Patents and Freedom to Operate
Patent diligence has two jobs: confirm what the portfolio is worth and surface the risks that come with it. We review prosecution status and the odds pending applications grant, claim scope against the products that matter, validity exposure from prior art, remaining term and maintenance status, and the assignment chain that proves ownership. On the risk side, we assess infringement exposure from third-party patents, any pending or threatened litigation, and whether you can freely operate after closing. You get the full picture, not just a count of assets.
Brands, Trade Secrets, and Code
Beyond patents, value often hides in brands, confidential know-how, and software.

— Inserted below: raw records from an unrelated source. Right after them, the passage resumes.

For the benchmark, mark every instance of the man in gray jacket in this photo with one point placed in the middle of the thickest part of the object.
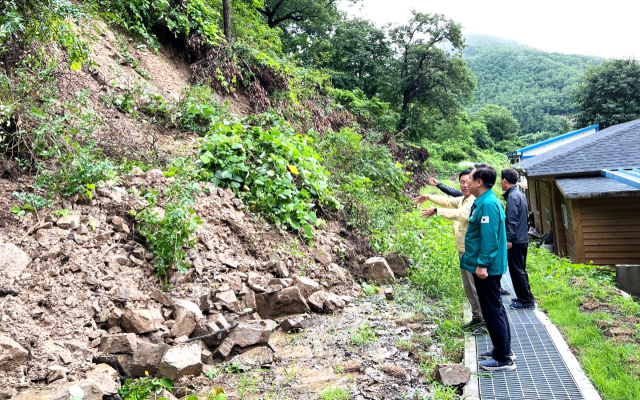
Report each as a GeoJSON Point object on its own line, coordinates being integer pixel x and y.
{"type": "Point", "coordinates": [517, 239]}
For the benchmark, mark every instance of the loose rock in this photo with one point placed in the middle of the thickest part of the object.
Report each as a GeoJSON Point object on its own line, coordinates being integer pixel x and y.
{"type": "Point", "coordinates": [377, 270]}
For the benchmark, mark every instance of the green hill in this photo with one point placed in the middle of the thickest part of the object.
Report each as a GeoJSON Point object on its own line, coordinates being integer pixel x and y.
{"type": "Point", "coordinates": [534, 85]}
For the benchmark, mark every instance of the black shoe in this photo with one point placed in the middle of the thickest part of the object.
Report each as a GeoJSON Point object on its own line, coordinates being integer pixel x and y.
{"type": "Point", "coordinates": [489, 354]}
{"type": "Point", "coordinates": [479, 330]}
{"type": "Point", "coordinates": [523, 306]}
{"type": "Point", "coordinates": [471, 324]}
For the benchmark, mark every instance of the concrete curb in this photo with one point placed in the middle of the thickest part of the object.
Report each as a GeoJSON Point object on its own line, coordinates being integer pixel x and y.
{"type": "Point", "coordinates": [471, 390]}
{"type": "Point", "coordinates": [582, 381]}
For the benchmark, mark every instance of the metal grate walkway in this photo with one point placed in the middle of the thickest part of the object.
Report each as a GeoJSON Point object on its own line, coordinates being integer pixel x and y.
{"type": "Point", "coordinates": [541, 373]}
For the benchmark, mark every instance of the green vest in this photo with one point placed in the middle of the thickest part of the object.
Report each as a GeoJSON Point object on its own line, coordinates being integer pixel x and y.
{"type": "Point", "coordinates": [486, 240]}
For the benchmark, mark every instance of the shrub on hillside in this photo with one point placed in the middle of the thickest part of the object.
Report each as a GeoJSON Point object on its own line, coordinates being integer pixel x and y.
{"type": "Point", "coordinates": [274, 170]}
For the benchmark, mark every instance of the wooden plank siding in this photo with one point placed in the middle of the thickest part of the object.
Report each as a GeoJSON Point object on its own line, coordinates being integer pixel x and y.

We verify trademark registrations and actual use across the jurisdictions that count, plus any oppositions, coexistence deals, or restrictions on use. For trade secrets, we test whether the target actually protected them, since unprotected secrets are worthless. And for software targets, we map open source usage and license obligations, because a copyleft component buried in a core product can force source disclosure and quietly cap your post-closing flexibility.
Contracts and Change of Control
IP rights live and die by contract, so we read the agreements alongside the registrations. Inbound licenses define what third-party technology the target can use, outbound licenses can limit what it does with its own IP, and development or collaboration agreements often quietly split ownership. We pay close attention to change-of-control and anti-assignment clauses, which can trigger consents, termination rights, or lost licenses the moment your deal closes. Knowing the contractual terrain before signing is how you avoid buying rights that evaporate at closing.
Turning Findings Into Deal Terms
Diligence is only useful if it shapes the documents. We translate what we find into purchase price adjustments, targeted representations and warranties, indemnities with sensible caps and baskets, escrow for contingent IP liabilities, and pre-closing fixes that clear problems before they transfer to you. The same work feeds integration: we flag the key inventors and their assignment agreements, the system dependencies, and the licenses you'll need to keep running, so the assets you paid for actually function after the deal.